Cuando reciban el Espíritu Santo en Pentecostés serán capaces de dar el testimonio. Así nos lo muestra la primera lectura. Si Herodes mandó matar a Santiago y no a los otros apóstoles quizás fuera porque vio en Él un arrojo y una valentía que le impresionaron sobremanera y sobre él descargó la rabia.

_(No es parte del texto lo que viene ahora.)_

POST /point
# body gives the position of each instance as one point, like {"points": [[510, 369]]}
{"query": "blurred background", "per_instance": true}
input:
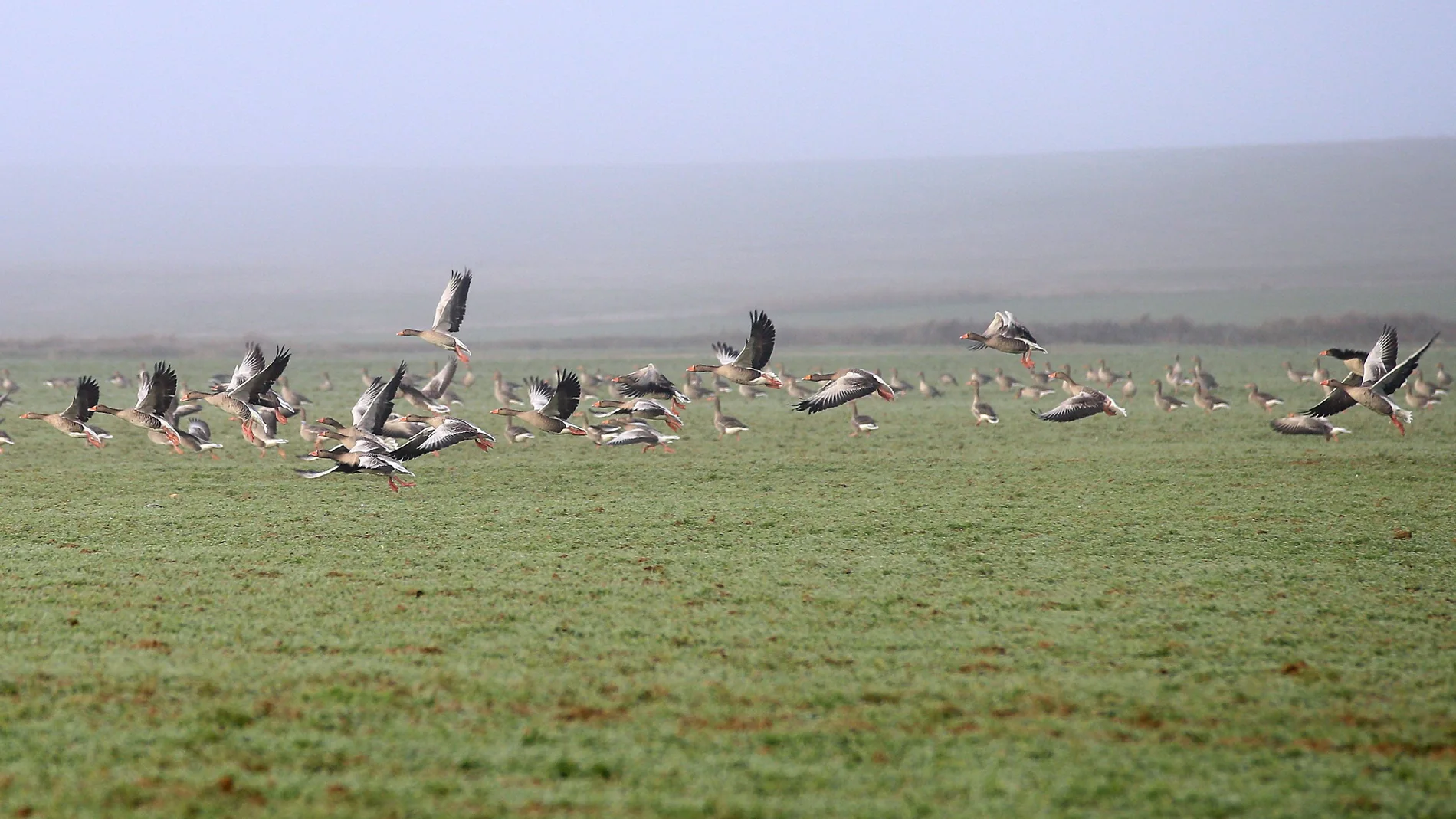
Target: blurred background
{"points": [[654, 171]]}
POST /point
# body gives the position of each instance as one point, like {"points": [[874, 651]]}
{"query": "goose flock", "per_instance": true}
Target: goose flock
{"points": [[382, 443]]}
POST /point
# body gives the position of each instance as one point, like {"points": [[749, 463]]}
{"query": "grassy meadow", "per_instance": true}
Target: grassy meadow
{"points": [[1165, 614]]}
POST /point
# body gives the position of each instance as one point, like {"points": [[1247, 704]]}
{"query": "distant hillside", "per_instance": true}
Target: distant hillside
{"points": [[579, 252]]}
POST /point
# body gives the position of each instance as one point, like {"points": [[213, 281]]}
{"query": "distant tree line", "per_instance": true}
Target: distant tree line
{"points": [[1352, 329]]}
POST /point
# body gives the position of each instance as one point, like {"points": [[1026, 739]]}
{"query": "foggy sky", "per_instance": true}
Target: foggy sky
{"points": [[451, 85]]}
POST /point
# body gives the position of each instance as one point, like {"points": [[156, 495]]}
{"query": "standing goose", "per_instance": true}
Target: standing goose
{"points": [[1166, 403], [1307, 425], [650, 383], [750, 364], [980, 409], [642, 432], [859, 424], [72, 421], [449, 315], [1084, 405], [1261, 401], [1006, 335], [844, 386], [551, 406], [1381, 378], [645, 408], [153, 398], [727, 424]]}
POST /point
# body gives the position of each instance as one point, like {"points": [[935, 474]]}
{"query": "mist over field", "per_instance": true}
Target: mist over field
{"points": [[671, 249]]}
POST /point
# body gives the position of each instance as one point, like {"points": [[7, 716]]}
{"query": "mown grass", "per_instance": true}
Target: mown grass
{"points": [[1179, 616]]}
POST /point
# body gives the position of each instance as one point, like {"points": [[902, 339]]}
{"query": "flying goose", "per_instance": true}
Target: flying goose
{"points": [[750, 364], [449, 315], [1006, 335], [1381, 378]]}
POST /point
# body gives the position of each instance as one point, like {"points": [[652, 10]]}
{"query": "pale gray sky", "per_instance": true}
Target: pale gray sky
{"points": [[449, 85]]}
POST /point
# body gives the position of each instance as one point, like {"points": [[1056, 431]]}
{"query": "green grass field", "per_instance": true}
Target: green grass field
{"points": [[1164, 614]]}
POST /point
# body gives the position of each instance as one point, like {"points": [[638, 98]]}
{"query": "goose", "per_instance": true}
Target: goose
{"points": [[750, 364], [449, 315], [551, 406], [650, 383], [1382, 377], [249, 383], [1005, 382], [642, 432], [155, 395], [1084, 405], [1166, 403], [1261, 401], [844, 386], [726, 424], [1352, 359], [451, 425], [1307, 425], [1208, 401], [72, 421], [1006, 335], [1296, 375], [980, 409], [859, 424], [926, 388], [645, 408]]}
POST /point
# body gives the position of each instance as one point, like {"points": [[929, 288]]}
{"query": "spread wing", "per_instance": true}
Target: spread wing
{"points": [[451, 310], [1382, 357], [158, 388], [567, 398], [87, 395], [378, 402], [757, 351], [540, 393], [251, 365], [261, 382], [440, 383], [1392, 380], [436, 438], [844, 388], [1082, 405]]}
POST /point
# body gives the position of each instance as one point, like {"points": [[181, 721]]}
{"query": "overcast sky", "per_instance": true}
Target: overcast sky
{"points": [[451, 85]]}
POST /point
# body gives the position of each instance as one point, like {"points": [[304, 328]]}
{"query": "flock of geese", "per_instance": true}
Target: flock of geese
{"points": [[380, 441]]}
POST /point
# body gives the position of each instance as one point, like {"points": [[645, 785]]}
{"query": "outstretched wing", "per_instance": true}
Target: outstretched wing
{"points": [[839, 391], [1334, 403], [1082, 405], [567, 396], [251, 365], [1382, 357], [1392, 380], [87, 395], [451, 310], [378, 402]]}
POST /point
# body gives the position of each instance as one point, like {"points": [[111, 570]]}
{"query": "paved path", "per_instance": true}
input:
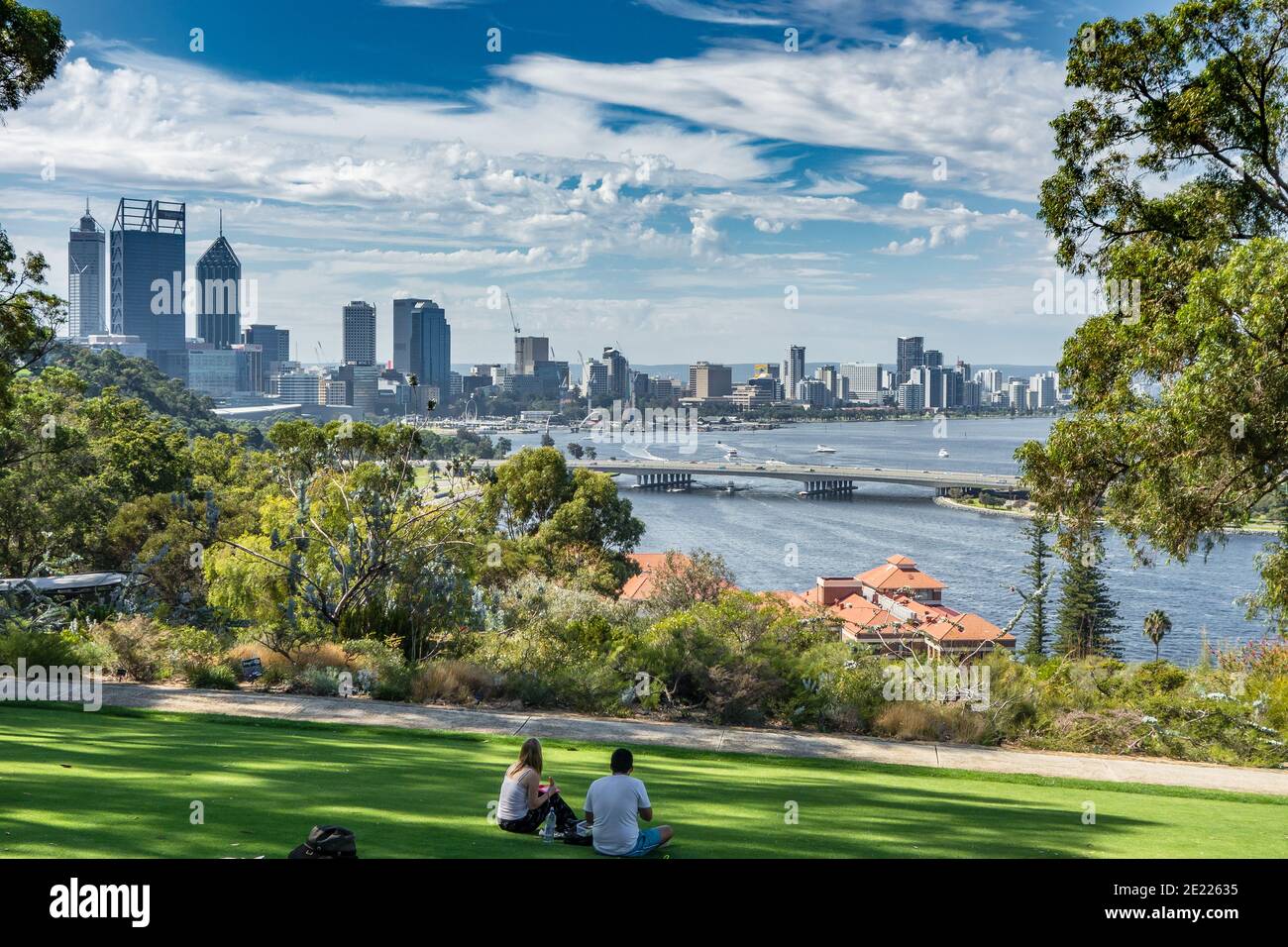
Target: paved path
{"points": [[711, 738]]}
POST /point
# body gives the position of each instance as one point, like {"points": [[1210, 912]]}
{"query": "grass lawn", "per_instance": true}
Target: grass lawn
{"points": [[120, 783]]}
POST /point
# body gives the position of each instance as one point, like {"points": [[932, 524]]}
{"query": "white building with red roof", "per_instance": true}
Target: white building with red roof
{"points": [[897, 607]]}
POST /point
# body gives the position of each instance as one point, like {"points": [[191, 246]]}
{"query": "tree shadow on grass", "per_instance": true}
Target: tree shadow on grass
{"points": [[123, 787]]}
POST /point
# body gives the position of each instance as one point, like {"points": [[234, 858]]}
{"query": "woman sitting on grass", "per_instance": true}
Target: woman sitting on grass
{"points": [[526, 802]]}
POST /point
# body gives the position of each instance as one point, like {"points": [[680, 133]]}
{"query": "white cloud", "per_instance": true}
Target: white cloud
{"points": [[986, 111]]}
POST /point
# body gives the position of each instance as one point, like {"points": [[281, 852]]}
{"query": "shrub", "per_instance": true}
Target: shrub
{"points": [[138, 643], [213, 678], [39, 647], [949, 723], [322, 682], [452, 682]]}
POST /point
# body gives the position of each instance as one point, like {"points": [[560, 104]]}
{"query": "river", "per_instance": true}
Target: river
{"points": [[773, 539]]}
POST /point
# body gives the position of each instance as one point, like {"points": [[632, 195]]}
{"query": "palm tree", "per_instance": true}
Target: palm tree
{"points": [[1157, 624]]}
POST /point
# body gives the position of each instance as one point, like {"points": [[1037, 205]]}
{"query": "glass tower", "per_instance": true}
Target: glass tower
{"points": [[86, 269], [147, 275]]}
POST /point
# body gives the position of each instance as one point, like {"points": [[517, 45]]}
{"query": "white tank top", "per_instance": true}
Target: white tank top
{"points": [[514, 799]]}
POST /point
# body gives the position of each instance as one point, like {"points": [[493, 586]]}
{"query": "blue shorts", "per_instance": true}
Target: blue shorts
{"points": [[648, 840]]}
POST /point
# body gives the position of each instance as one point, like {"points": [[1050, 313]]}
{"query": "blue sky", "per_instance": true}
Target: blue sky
{"points": [[655, 174]]}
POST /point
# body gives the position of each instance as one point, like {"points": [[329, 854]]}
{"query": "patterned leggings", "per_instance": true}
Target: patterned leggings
{"points": [[566, 819]]}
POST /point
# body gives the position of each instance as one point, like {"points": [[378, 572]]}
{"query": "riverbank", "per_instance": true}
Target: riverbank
{"points": [[1026, 513]]}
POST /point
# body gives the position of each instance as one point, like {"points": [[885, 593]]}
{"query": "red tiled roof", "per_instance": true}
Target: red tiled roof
{"points": [[900, 573], [640, 586]]}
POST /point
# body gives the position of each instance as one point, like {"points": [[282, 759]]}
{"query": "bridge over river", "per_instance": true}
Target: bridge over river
{"points": [[818, 479]]}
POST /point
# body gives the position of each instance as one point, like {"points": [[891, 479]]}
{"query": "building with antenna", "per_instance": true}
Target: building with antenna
{"points": [[423, 347], [149, 245], [219, 292], [86, 274], [360, 333]]}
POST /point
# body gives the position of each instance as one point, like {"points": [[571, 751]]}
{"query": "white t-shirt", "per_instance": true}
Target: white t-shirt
{"points": [[614, 801]]}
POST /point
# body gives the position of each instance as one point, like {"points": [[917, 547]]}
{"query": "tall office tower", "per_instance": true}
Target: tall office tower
{"points": [[1042, 388], [618, 373], [990, 377], [529, 350], [362, 386], [219, 292], [931, 380], [707, 380], [864, 380], [593, 379], [911, 397], [909, 356], [149, 243], [953, 388], [423, 343], [274, 348], [86, 269], [360, 333], [835, 381], [794, 369]]}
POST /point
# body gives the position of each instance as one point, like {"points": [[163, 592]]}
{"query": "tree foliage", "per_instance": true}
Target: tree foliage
{"points": [[1181, 424]]}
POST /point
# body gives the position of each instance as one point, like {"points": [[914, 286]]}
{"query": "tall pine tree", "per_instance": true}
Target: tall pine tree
{"points": [[1038, 575], [1087, 620]]}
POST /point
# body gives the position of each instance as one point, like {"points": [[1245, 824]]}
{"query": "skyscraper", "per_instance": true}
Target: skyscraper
{"points": [[618, 373], [909, 356], [149, 243], [529, 350], [360, 333], [219, 292], [423, 343], [86, 269], [274, 348], [864, 380], [794, 369]]}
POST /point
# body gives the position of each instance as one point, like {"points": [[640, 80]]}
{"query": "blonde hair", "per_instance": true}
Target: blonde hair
{"points": [[529, 755]]}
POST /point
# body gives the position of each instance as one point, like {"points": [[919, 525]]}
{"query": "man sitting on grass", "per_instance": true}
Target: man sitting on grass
{"points": [[613, 805]]}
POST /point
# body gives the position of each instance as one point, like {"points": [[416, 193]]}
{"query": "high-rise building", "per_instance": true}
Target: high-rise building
{"points": [[211, 369], [794, 369], [274, 347], [529, 350], [219, 292], [911, 397], [86, 272], [707, 380], [863, 380], [300, 386], [360, 333], [362, 386], [991, 379], [953, 382], [593, 379], [1042, 388], [909, 355], [618, 373], [423, 344], [931, 380], [149, 244]]}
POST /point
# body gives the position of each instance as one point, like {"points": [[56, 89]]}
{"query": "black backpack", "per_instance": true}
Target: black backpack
{"points": [[327, 841]]}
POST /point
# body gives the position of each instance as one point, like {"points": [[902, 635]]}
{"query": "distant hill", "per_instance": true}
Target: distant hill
{"points": [[138, 377]]}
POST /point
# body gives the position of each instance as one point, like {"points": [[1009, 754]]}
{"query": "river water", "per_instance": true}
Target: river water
{"points": [[774, 539]]}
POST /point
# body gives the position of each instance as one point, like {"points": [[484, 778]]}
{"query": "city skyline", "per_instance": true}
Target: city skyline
{"points": [[648, 223]]}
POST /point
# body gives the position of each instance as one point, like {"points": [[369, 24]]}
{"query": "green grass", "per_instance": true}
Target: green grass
{"points": [[120, 783]]}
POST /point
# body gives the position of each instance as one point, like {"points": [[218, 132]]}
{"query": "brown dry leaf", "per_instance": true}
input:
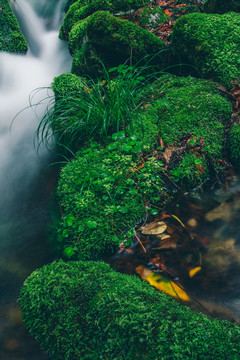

El Papa, en la misma catequesis, utiliza el camino seguido por Santiago como símbolo de “la peregrinación de la vida cristiana, entre las persecuciones del mundo y el consuelo de Dios”. Y san Pablo, en la segunda lectura, indica como el apóstol lleva un tesoro en vasijas de barro. El contraste es muy claro. Estamos acostumbrados a ver las joyas en elegantes estuches y a que la calidad de los recipientes varíe según el contenido. Sin embargo, a nosotros, que somos débiles y frágiles, Dios nos da su amor, su gracia y su vida. La desproporción es inmensa. Pero, al mismo tiempo, señala san Pablo, Dios cuida de sus vasijas y, por eso afirma “nos aprietan por todos lados, pero no nos aplastan…; nos derriban pero no nos rematan”. Aquí es el contenido el que protege a quien lo guarda y no al contrario. Es Dios quien sostiene al Apóstol y, en ese caminar, la vida de Jesús va configurándolo totalmente hasta el punto de participar de la muerte de Cristo (el cáliz que Jesús propone a Santiago y Juan).

Al final del evangelio de hoy leemos como Jesús corrige a sus apóstoles. Santiago y Juan eran especialmente arrojados y el mismo Jesús los había denominado Boanerges (hijos del Trueno). Pero el trato asiduo con el Señor y el dejarse reconvenir por Él hizo que las disposiciones naturales de su carácter no fueran impedimento para la gracia. Jesús enseña a sus apóstoles, y también a nosotros, a contrastar todos nuestros proyectos con su persona, y así, por ejemplo, descubrimos que “el Hijo del hombre no ha venido para que le sirvan, sino para dar su vida en rescate por muchos”.